Es ist Anfang Dezember. In der Kleinstadt Princeton in der kanadischen Provinz British Columbia liegt bereits ein halber Meter Schnee. Die Temperatur: bei frostigen minus 20 Grad. Zum nächsten Laden sind es 30 Kilometer. Hier, weitab von der Zivilisation, hat der Auslandschweizer Thomas Gürster (56) seit 20 Jahren ein Haus im Stil eines Schweizer Chalets.

«Doch im Alter ist das Leben im Winter dort beschwerlich», sagt Gürster zu Blick. «Deshalb habe ich geplant, die Wintermonate künftig in der Schweiz zu verbringen.»

Gürster will sein Haus behalten

Denn der Schweizer besitzt in Münchwilen AG noch ein Haus. Bis vor kurzem war es vermietet, nun will es der Auslandschweizer vorerst im Winter jeweils für sich nutzen.

Solange er noch nicht pensioniert ist, sieht Gürster seinen Lebensmittelpunkt in Kanada. Der ehemalige Handwerksmeister der Schweizerischen Bundesbahnen (SBB) kauft dort Häuser, höhlt sie aus, saniert sie, um sie dann wieder zu verkaufen oder zu vermieten.

Hypothek vor Vertragsende gekündigt

Seine Pläne für einen Lebensabend mit milden Wintermonaten in der Schweiz stehen nun plötzlich auf der Kippe. Der Grund: Die Raiffeisenbank, bei der Gürster die Hypothek für sein Schweizer Haus abgeschlossen hat, hat ihm den Hypothekarvertrag gekündigt. Die Geschäftsbeziehung soll bereits am 31. Dezember 2022 aufgelöst werden.

Gürster ist vor den Kopf gestossen. «Seit über 15 Jahren bin ich bei der Raiffeisen und habe nie eine Zahlung verpasst», sagt er. Eigentlich läuft seine Festhypothek noch bis 30. Juni 2023. Das Haus in Münchwilen hat laut Gürster einen Marktwert von einer Million Franken. Die Hypothek darauf beträgt nur 340'000 Franken.

Raiffeisen schmeisst Auslandschweizer raus

Was ist geschehen? Die Bank begründet den Schritt im Kündigungsschreiben, das Blick vorliegt, wie folgt: «Das Führen von Geschäftsbeziehungen mit Kunden mit Wohnsitz ausserhalb der Schweiz wird aufgrund von zunehmenden regulatorischen Vorschriften immer komplexer.
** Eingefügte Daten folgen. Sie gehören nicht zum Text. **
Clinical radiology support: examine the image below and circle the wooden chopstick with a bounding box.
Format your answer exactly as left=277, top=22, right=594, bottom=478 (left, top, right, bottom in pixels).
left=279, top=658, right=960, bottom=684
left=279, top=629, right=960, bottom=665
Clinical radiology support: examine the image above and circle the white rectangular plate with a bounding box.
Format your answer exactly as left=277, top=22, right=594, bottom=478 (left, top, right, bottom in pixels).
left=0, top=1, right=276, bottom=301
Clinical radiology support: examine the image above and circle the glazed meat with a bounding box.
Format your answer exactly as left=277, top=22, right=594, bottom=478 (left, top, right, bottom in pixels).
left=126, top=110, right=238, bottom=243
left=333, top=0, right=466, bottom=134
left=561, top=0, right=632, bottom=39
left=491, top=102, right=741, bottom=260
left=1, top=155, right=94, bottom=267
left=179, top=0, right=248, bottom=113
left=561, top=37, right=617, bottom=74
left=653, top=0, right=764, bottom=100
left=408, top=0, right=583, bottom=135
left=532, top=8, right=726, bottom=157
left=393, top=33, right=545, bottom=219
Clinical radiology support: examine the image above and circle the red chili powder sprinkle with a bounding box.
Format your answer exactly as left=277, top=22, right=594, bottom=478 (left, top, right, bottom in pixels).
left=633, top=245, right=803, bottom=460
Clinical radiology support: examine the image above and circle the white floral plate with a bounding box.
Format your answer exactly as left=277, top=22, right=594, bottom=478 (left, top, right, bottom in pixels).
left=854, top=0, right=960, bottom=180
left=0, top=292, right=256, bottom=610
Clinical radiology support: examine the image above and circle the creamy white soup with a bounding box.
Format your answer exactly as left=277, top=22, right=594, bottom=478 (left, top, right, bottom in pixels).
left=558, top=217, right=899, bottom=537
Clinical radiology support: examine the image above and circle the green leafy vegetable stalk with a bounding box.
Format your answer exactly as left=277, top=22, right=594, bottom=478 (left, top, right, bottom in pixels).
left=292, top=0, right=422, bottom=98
Durch die daraus resultierenden Massnahmen wird es für uns als lokal tätige Raiffeisenbank immer schwieriger, Kunden im Ausland zu betreuen.»

Kurz: Die Raiffeisen will nicht mehr alle Länder bewirtschaften. Gürster fürchtet um sein Wohnsitz in der Heimat. Denn auf Anfragen bei anderen Schweizer Banken hagelt es Absagen. Bisher findet er kein anderes Geldhaus, das ihm eine Hypothek geben möchte. «Verliere ich nun mein Haus in der Schweiz?», fragt sich der 56-Jährige verzweifelt.

Viele Auswanderer wollen in die Schweiz zurück

Er dürfte bei weitem nicht der einzige Auslandschweizer sein, dem eine Auflösung einer laufenden Hypothek droht. Laut dem Bundesamt für Statistik (BFS) wohnen rund elf Prozent der Schweizer Bevölkerung im Ausland. 2021 waren es 788'000 Auslandschweizerinnen und Auslandschweizer. Gemessen an den Einwohnerzahlen würden sie den viertgrössten Kanton der Schweiz bilden.

«Viele dieser Auslandschweizer haben in der Schweiz noch eine Wohnung oder ein Haus», weiss Ariane Rustichelli (48), Direktorin der Auslandschweizer-Organisation Swiss Community. Denn die Zahlen vom BFS zeigen auch: Immer mehr Schweizer gehen nur für eine begrenzte Zeit ins Ausland und kehren dann wieder in ihre Heimat zurück. «Da macht es Sinn, das Eigenheim zu behalten», so Rustichelli.

Mehrere Länder betroffen

Wie viele Kunden, in welchen Ländern davon betroffen sind, dazu schweigt Raiffeisen auf Anfrage von Blick. Von seiner Kundenberaterin erfährt Gürster, dass sie allein in der Region Frick-Mettauertal über 90 Bankbeziehungen auflösen muss. Es dürfte sich dabei nicht nur um Hypothekarkunden handeln, sondern auch um andere Arten von Bankbeziehungen mit Auswanderern.

Gürster ist Ende November in die Schweiz gereist. Er muss sich nun dringend um eine Lösung für seine Hypothek kümmern. Als er mehrmals bei Raiffeisen nachhakt, lenkt diese ein: Seine Hypothek wird nicht auf Ende Jahr aufgelöst, sondern läuft noch bis zum vereinbarten Vertragsende am 30. Juni 2023.

Die verlängerte Galgenfrist löst Gürsters Problem nicht. Der Auslandschweizer sucht weiterhin auf Hochtouren nach einem Anbieter, der ihm eine Hypothek für sein Haus gibt.